When you’re learning to drive, how to approach and how to turn at a junction will be two things you’ll learn early on in your driving lessons. Knowing when it’s safe and when it’s not safe to go is something you must learn quickly with practice, and which you’ll require to master before you take your driving test.
Kinds of junctions
There are many different type of junctions and you’ll need to learn to respond to each kind, whilst finding out how to turn safely. Learn what sort of junctions you’re likely to come across and how to turn securely on each kind in our student drivers’ guide to junctions.
How to turn left at a junction
Turning left is easier than turning right as you only have one lane of traffic to contend with, but you’ll still need to be able to judge whether or not there’s time in which you turn safely at a junction.
When you approach a junction and you’re wanting to turn left, take your foot off the accelerator to slow down carefully. Inspect your left side mirror before using your left indicator and position yourself on the left hand side of the road. You might be able to see traffic approaching from the left before you reach the junction, so begin aiming to the left upon your approach.
If you can see that the road is clear before you come to a complete stop, slip into second gear and check your left side mirror again as you turn. If, however, there are cars approaching, you’ll need to come to a stop prior to picking first gear. Wait until there is a safe area in the traffic to pull into. You will need to be able to judge the speed of approaching traffic in order to choose when it’s safe to turn left. Once again, keep in mind to inspect your left side mirror to look for cyclists and pedestrians before making the left turn.
How to turn Right
Turning right at a junction is more complex than turning left. In order to understand how to turn best, you’ll need to be able to evaluate when there’s a safe gap in traffic originating from both the left and right.
Unlike with a left turn, you will not have the ability to judge whether it’s safe to go upon your technique to the junction. Instead, check your mirrors and apply your right sign as you pull up at the junction. Select initially gear.
Look left, then right, then left again to see if it’s safe to go. If there is a car approaching from either direction, continue to examine both ways as they pass. Once it’s safe to go, ensure you inspect your ideal side mirror to keep an eye out for any cyclists or pedestrians, before you take out.
Turning in to side roads
When coming into a side road, you need to make certain you follow the mirror, signal, speed, position, appearance (MSPSL) routine. Check your mirrors as you approach the turning and apply your left or right signal.

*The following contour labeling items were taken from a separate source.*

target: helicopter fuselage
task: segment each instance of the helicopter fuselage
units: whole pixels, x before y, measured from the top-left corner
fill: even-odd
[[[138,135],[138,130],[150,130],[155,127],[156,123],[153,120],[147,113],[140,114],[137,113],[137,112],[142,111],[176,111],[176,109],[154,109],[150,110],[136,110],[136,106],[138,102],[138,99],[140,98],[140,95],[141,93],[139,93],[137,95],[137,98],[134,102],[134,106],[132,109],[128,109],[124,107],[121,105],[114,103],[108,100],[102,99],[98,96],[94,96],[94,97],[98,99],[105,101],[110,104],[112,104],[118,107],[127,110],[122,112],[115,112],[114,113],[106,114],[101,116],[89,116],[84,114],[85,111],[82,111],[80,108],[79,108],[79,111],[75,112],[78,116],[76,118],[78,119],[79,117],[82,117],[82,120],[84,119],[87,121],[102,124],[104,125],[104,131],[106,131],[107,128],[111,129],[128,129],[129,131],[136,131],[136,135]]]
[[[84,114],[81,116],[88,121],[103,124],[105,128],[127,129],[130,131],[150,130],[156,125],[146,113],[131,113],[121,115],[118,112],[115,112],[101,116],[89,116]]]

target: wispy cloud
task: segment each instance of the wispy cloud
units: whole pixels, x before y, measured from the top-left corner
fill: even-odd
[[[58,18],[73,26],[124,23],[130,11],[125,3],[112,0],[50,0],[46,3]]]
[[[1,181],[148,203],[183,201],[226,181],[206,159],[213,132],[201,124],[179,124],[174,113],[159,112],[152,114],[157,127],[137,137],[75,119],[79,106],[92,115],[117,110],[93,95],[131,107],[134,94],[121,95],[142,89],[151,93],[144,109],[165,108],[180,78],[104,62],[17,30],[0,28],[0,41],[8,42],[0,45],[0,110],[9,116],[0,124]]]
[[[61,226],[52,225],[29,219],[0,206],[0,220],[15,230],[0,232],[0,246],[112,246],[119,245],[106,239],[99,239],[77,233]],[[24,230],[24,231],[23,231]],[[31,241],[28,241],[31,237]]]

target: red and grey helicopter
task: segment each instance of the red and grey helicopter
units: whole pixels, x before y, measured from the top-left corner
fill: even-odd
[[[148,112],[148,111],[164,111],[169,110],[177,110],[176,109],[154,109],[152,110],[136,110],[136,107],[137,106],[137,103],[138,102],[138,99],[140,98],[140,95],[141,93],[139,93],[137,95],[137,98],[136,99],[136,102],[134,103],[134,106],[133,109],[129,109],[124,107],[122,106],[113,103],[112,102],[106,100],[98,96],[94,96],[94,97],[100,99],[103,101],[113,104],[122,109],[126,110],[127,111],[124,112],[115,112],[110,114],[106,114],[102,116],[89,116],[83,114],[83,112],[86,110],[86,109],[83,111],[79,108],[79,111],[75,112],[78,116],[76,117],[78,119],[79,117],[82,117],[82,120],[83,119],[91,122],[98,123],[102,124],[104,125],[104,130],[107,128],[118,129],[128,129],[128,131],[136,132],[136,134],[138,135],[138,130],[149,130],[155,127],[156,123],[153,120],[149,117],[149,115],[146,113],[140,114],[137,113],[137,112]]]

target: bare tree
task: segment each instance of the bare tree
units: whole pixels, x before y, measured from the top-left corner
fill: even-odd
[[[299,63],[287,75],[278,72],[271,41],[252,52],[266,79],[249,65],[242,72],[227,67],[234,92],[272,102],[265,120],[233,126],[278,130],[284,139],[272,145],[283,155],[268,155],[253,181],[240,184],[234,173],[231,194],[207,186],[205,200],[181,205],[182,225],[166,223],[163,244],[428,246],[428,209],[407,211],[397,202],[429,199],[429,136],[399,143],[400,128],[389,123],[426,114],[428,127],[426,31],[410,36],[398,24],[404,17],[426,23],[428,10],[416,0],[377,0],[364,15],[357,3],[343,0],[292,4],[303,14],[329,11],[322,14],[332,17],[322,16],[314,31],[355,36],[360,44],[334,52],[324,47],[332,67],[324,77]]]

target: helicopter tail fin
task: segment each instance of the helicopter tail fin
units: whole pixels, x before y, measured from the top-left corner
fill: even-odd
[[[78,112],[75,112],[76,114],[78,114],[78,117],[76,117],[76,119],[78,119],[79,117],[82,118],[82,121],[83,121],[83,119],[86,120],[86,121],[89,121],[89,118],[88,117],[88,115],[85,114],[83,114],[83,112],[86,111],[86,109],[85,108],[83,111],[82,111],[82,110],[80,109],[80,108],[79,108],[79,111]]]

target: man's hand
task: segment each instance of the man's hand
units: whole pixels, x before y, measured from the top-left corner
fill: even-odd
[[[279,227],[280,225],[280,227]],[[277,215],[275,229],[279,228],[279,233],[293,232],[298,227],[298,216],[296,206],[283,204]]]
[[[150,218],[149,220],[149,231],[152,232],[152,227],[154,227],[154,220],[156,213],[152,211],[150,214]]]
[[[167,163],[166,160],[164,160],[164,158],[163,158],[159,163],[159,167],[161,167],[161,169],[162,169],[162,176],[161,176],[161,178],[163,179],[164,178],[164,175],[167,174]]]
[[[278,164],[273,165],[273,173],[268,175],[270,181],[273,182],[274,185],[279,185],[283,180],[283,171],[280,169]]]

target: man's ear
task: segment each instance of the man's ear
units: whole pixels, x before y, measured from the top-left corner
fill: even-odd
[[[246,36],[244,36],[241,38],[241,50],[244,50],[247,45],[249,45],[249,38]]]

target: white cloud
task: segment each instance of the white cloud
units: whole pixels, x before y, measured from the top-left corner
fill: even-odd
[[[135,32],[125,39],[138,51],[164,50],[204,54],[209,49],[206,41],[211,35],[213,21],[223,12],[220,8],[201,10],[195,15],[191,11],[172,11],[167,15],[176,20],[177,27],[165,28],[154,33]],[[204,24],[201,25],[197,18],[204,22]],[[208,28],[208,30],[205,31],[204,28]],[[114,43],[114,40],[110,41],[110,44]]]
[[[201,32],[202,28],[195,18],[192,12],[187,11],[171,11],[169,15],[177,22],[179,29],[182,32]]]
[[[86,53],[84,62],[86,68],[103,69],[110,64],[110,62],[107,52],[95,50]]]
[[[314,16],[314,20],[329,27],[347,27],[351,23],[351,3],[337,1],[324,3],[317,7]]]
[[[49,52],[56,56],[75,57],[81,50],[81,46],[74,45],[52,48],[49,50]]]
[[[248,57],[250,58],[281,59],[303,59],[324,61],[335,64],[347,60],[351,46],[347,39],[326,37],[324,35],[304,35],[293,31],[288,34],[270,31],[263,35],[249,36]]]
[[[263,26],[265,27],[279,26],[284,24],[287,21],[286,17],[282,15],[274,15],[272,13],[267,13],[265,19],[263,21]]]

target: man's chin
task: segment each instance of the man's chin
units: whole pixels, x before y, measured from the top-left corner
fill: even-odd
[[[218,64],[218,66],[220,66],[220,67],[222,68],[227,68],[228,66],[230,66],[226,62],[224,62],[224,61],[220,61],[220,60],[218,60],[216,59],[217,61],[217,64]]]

Make certain you remain in the correct position as you approach the turning. If you’re turning right, there may be a filter lane in the middle of the road for you to wait in. If there is, position yourself in here till it’s safe to become the side road.
When you’re turning left, you won’t need to wait for any traffic to pass however you may require to wait on any pedestrians or bicyclists crossing the side road that you’re driving into. Change your speed as you approach the road, decreasing to prepare to turn.
Whenever you turn into a side road, examine the side mirror of the instructions you’re turning before you turn. This is truly crucial as there may be, for instance, a bicyclist passing next to you.
Lastly, ensure you look ahead once again as you turn, guaranteeing it’s still safe to go.
Stop and give way signs
At a junction, there might be a road sign informing you to stop or to give way. When there is a stop indication, you should stop, even the road is clear. If, in your driving test, you do not come to a complete dead stop at a stop sign, you will fail.
A give way indication, on the other hand, is not directing you to stop. You must, instead, guarantee that you wait for all drivers, cyclists or motorcyclists to pass previously coming up with the road.
Reacting safely to other road users
You might discover that other roadway users signal you to pull out at a junction by flashing their headlights or making a hand gesture. Never ever assume that it’s safe to take out even if another driver has signified you to do so. Make certain you make all of the pertinent checks and that you check your mirrors properly prior to pulling out.
Likewise, when you’re waiting at a junction, another driver might approach on the road you’re waiting to join with their left indication on. Do not immediately presume that they’re coming into the road you’re coming out of and that it’s safe to go, as they might have signalled by accident or forgotten to turn their indicator off.
It’s important not to pull out till the approaching vehicle actually starts to turn. Doing so in advance could cause a mishap.